Pantry to me: a small walk in cool-room from the pre-fridge era. Essential features being a cold stone slab, ventilation window with no glass but fly screen, a "meat safe" which was a cupboard with a flyscreen door and storage in general. In the UK I lived in a house with this feature built in the house dated from the 1950s. Here in Rural Spain I have seen similar rooms-come-cupboards in all old houses. In Spanish a pantry is "alacena".
I'm another NZer who always thought that the definition of a pantry was just a large cupboard for keeping food in, whether walk-in or not.

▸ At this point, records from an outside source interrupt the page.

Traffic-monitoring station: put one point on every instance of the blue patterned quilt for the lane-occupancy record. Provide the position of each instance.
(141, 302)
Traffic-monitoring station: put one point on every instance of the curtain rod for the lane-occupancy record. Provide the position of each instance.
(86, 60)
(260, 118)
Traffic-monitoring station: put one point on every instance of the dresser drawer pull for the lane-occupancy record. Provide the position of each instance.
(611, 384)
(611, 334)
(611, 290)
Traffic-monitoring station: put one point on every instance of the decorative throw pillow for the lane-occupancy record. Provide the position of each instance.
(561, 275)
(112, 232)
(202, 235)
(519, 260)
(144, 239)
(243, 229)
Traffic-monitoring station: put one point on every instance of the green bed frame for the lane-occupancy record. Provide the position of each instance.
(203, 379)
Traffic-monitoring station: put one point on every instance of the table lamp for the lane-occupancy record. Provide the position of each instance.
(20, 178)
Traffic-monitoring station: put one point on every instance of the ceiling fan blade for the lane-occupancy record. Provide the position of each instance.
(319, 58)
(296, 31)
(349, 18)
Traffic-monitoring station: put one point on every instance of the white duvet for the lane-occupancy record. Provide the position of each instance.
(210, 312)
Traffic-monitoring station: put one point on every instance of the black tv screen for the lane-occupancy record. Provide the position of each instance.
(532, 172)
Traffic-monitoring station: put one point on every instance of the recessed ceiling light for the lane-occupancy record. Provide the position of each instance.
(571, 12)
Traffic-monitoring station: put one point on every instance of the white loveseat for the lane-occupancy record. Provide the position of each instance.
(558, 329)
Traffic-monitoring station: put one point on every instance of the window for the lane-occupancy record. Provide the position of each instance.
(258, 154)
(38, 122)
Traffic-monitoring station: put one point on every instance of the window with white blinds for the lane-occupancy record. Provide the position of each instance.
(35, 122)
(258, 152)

My grandmother's house had a safe from the pre-fridge era, and at the ski club hut my family used to go to in the central North Island the safe is still in use instead of a freezer, since it's below zero (Celsius) outside in winter.
it is called pantry in an aircraft as well as on a boat. why? because it is more a place to heat up+ some food than to +prepare (cook) it. 'cupboard' maybe because the place is mainly used for the 'storage' of the food. in german some upscale real-estators always call everything a 'pantry-kitchen' (ger.: 'pantry kueche') because they know that the only device the new owner will make use of is the microwave oven - and the refrigerator. a 'kitchen' sounds like a dirty place, a 'pantry-kitchen' sounds like a party place...
'super

I knew what crockery was, it was the "delph" I was wondering about. Does it comes from Delft in the Netherlands?